Hapten-specific T cell response to azobenzene-arsonate-N-acetyl-L-tyrosine (ABA-tyr) in Lewis rats. II. Induction and suppression of ABA-specific helper cell activity for antibody production.

Immunization of Lewis rats with azobenzenearsonate-N-acetyl-L-tyrosine (ABA-tyr) in complete Freund's adjuvant (CFA), produces a hapten-specific helper T cell response measured by an increase in plaque forming cells (PFC) against a different hapten. The response seen is primarily direct (IgM) PFC unless B cells are primed by injection of trinitrophenylated keyhole limpet hemocyanin (TNP-KLH) prior to immunization with ABA-tyr. The response requires both ABA and TNP to be on the same carrier molecule which can be as diverse as bovine serum albumin (BSA), poly L-glutamine-lysine-tyrosine (L-GLT); however, a D-amino acid polypeptide does not work. The in vitro demonstration of such help was successful only with peritoneal exudate lymphocytes, not spleen or lymph node cells. Repeated pretreatment of rats by intraperitoneal injection of ABA-tyr in incomplete Freund's adjuvant (IFA) induced an unresponsiveness for helper activity to subsequent immunization with the same antigen in CFA. Passive transfer of lymphoid cells from spleens and lymph nodes from rats pretreated with ABA-tyr in IFA followed by boosting with ABA-tyr in CFA induced unresponsiveness to subsequent induction of hapten-specific help.

Hapten-specific T cell response to azobenzenearsonate-N-acetyl-L-tyrosine in the Lewis rat. I. Induction and suppression of delayed-type hypersensitivity and in vitro proliferative responses.

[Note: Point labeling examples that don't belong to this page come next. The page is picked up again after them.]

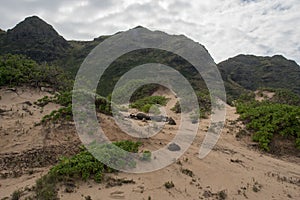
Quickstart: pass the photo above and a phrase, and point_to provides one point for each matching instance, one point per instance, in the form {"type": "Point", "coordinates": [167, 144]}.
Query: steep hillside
{"type": "Point", "coordinates": [253, 72]}
{"type": "Point", "coordinates": [34, 38]}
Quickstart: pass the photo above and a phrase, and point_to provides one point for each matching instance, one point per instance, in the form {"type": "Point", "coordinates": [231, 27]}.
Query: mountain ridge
{"type": "Point", "coordinates": [38, 40]}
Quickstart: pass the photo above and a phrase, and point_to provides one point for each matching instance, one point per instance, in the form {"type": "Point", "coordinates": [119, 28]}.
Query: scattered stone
{"type": "Point", "coordinates": [174, 147]}
{"type": "Point", "coordinates": [171, 121]}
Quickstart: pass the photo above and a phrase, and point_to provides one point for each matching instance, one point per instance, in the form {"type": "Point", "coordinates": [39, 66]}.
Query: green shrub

Pretreatment of Lewis rats with a single i.p. injection of ABA-N-acetyl-tyrosine in incomplete Freund's adjuvant induced an unresponsiveness for delayed-type hypersensitivity to subsequent immunization with the same antigen in complete Freund's adjuvant. Complete suppression of in vitro antigen-induced proliferative responses required repeated pretreatment. Passive transfer of lymphoid cells from spleen and lymph nodes but not sera from suppressed rats induced unresponsiveness of hapten-specific T cell functions. Nylon wool-nonadherent cells and cells panned on F(ab')2 of rabbit anti-Lewis rat Ig plates suppressed the induction of DTH and in vitro antigen-stimulated proliferation. Adult thymectomy increased DTH and failed to abolish the induction of suppression.